Low-CPU Workloads低CPU工作负载
The low-CPU archetype is ideal for vector search applications or low data volumes where memory is prioritized over raw CPU power. These nodes typically have an 8:1 RAM-to-CPU ratio. A key factor in determining the appropriate size category is an estimate of your expected total vector size. To see reference vector size ranges, refer to the table in the Select a starting size step of the Introduction.
The following table shows recommendations for memory, storage, and CPU cores based on your expected workload in Low-CPU deployments:
| Small | 8 - 16 | 50 - 100 | 1 - 2 |
| Medium | 32 - 64 | 200 - 400 | 4 - 8 |
| Large | 128 - 256 | 800 - 1600 | 16 - 32 |
Additional considerations:
- Small
: Suitable for initial testing or very small vector search applications.:适用于初始测试或非常小的矢量搜索应用程序。 - Medium
: Suitable for growing vector search use cases or moderate data volumes.:适用于不断增长的矢量搜索用例或中等数据量。 - Large
: Suitable for substantial vector search applications or larger low-CPU-intensive workloads.:适用于大量矢量搜索应用程序或较大的低CPU密集型工作负载。
High-CPU WorkloadsCPU工作负载高
The High-CPU archetype is designed for general-purpose full-text search workloads where queries are more CPU-intensive. These nodes typically have a 2:1 RAM-to-CPU ratio. High CPU原型专为查询更占用CPU的通用全文搜索工作负载而设计。这些节点通常具有2:1的RAM与CPU比率。Key factors in determining the appropriate size category include the required throughput (QPS) and the expected indexing load.
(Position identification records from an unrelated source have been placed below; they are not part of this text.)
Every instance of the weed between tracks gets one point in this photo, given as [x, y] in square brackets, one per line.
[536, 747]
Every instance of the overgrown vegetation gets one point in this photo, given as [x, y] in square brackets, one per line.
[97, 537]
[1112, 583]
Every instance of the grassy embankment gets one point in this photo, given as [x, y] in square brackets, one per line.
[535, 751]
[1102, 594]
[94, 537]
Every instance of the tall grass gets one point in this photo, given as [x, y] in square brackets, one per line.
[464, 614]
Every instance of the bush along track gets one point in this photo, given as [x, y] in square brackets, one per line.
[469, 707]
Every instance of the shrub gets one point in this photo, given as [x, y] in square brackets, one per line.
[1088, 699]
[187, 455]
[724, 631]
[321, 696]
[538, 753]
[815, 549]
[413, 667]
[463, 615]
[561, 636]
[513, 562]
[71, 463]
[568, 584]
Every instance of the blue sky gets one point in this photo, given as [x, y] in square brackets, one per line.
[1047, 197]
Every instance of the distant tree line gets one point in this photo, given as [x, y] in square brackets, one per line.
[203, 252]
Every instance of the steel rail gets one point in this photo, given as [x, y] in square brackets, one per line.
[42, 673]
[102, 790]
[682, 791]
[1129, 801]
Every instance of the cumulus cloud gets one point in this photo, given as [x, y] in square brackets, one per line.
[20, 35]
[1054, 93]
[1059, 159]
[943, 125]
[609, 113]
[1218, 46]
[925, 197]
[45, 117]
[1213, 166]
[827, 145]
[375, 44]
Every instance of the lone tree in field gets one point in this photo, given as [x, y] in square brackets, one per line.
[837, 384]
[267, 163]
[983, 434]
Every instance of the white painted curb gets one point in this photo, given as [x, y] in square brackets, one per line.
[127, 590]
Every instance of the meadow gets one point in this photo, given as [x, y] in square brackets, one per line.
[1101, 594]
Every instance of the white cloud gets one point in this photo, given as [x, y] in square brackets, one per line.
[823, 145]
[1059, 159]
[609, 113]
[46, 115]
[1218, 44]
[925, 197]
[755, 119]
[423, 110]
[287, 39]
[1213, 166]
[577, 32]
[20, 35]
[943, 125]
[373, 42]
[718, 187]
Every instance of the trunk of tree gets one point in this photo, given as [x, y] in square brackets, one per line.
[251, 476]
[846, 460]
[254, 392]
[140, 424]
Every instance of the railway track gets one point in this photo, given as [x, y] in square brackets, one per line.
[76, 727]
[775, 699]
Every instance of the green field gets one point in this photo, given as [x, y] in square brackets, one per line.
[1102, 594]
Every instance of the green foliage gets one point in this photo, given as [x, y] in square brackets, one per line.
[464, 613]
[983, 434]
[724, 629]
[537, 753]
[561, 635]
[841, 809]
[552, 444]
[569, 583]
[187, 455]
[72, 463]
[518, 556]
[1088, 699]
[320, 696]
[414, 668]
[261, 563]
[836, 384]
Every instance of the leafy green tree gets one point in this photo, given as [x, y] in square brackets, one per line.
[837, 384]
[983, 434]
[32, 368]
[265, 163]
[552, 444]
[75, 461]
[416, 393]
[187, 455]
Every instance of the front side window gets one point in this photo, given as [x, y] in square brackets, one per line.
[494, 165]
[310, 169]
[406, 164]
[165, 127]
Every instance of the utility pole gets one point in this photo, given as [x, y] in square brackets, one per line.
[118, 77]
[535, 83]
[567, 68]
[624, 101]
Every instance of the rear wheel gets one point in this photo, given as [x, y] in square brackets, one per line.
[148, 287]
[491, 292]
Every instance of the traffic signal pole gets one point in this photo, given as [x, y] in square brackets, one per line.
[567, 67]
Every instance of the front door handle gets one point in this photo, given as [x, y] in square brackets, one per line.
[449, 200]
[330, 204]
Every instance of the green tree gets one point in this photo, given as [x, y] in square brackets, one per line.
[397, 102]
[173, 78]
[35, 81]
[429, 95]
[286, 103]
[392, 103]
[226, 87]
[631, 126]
The volume of inserts can serve as a proxy for indexing load. More inserts generally indicate a higher level of indexing activity. To see reference QPS ranges, refer to the table in the Select a starting size step of the Introduction.
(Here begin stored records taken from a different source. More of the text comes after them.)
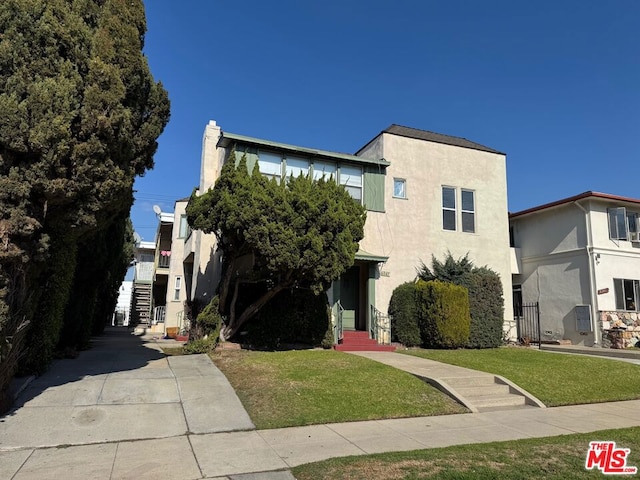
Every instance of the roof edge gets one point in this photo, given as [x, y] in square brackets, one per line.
[575, 198]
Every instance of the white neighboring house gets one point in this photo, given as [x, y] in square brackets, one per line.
[122, 315]
[425, 193]
[579, 257]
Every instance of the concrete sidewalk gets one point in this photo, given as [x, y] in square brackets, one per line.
[125, 411]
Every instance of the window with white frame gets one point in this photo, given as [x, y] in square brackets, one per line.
[468, 211]
[627, 294]
[324, 170]
[184, 227]
[270, 165]
[351, 178]
[177, 287]
[294, 167]
[399, 188]
[448, 208]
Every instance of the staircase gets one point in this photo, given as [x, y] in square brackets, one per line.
[358, 341]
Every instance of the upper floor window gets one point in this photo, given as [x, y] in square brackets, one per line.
[351, 178]
[622, 224]
[468, 211]
[627, 294]
[270, 165]
[448, 208]
[399, 188]
[296, 167]
[184, 230]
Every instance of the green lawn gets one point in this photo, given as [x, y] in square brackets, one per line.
[556, 379]
[304, 387]
[560, 457]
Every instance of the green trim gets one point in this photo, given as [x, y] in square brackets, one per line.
[227, 138]
[370, 257]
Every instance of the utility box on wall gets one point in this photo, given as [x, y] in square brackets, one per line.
[583, 318]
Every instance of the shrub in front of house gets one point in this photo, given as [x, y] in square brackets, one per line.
[443, 314]
[294, 316]
[404, 318]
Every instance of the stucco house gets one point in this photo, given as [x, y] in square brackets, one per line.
[579, 258]
[425, 193]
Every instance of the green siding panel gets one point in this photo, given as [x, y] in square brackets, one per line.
[374, 189]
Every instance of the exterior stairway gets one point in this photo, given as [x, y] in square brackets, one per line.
[358, 341]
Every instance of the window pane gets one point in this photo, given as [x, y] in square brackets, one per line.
[324, 169]
[468, 222]
[449, 219]
[448, 197]
[270, 164]
[296, 166]
[351, 176]
[467, 201]
[399, 188]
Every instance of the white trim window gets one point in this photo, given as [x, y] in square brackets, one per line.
[324, 170]
[176, 289]
[294, 167]
[627, 294]
[449, 208]
[399, 188]
[351, 178]
[270, 165]
[468, 211]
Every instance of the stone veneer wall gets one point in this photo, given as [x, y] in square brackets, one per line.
[620, 329]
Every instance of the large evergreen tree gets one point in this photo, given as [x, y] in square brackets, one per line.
[80, 114]
[301, 233]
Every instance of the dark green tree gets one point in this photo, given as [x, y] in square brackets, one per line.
[486, 301]
[302, 233]
[80, 114]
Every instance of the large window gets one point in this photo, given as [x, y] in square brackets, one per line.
[468, 211]
[448, 208]
[351, 178]
[627, 294]
[296, 167]
[270, 165]
[623, 224]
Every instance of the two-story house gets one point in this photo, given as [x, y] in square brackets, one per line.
[579, 258]
[425, 194]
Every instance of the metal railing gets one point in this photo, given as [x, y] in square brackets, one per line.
[337, 328]
[379, 327]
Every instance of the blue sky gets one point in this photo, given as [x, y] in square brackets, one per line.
[554, 83]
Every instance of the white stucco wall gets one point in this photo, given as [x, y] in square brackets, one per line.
[410, 230]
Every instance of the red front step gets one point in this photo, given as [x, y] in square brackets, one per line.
[358, 341]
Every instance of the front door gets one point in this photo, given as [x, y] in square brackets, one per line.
[350, 297]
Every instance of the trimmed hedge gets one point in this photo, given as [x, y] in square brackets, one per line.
[404, 317]
[443, 314]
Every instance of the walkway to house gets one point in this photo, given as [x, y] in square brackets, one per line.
[124, 411]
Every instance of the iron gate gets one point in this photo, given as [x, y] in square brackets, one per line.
[527, 317]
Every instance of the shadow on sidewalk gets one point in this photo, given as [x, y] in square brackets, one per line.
[116, 350]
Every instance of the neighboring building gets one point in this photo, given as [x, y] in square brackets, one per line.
[579, 258]
[122, 314]
[141, 297]
[425, 194]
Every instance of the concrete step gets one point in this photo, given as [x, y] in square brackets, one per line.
[470, 381]
[483, 390]
[509, 400]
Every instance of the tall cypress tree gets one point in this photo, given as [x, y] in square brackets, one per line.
[80, 114]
The following table shows recommendations for memory, storage, and CPU cores based on your expected workload in High-CPU deployments:下表显示了基于高CPU部署中预期工作负载的内存、存储和CPU内核建议:
| Small | 4 - 8 | 100 - 200 | 2 - 4 |
| Medium | 16 - 32 | 400 - 800 | 8 - 16 |
| Large | 64 - 96 | 1600 - 2400 | 32 - 48 |
Additional considerations:
- Small
: A starting point for full-text search with moderate query rates. A minimum setup of two small nodes (4 CPUs total) supports roughly 40 QPS.:以适中的查询率进行全文搜索的起点。至少两个小节点(总共4个CPU)的设置支持大约40个QPS。 - Medium
: Suitable for more active full-text search applications with higher query throughput.:适用于查询吞吐量更高的更活跃的全文搜索应用程序。 - Large
: Suitable for demanding full-text search, heavy indexing, or substantial query workloads.:适用于要求苛刻的全文搜索、繁重的索引或大量的查询工作负载。
Considerations for Large Vector Search Workloads大型矢量搜索工作量的考虑因素
Vector search is a key focus area for AI applications. Modern techniques like automatic binary quantization are shifting the primary resource constraint from RAM to storage. Binary quantization makes indexes more storage-constrained.矢量搜索是人工智能应用的一个关键焦点领域。自动二进制量化等现代技术正在将主要资源约束从RAM转移到存储。二进制量化使索引更受存储限制。
In these cases, consider a Low-CPU class node with a large amount of storage available. The large storage supports full-fidelity vector embeddings and the quantized version of the source vector embeddings. This alignment of resources to workload ensures you can build and scale modern AI applications efficiently and economically.在这些情况下,考虑具有大量可用存储的低CPU级节点。大存储支持全保真向量嵌入和源向量嵌入的量化版本。这种资源与工作负载的对齐确保了您可以高效、经济地构建和扩展现代人工智能应用程序。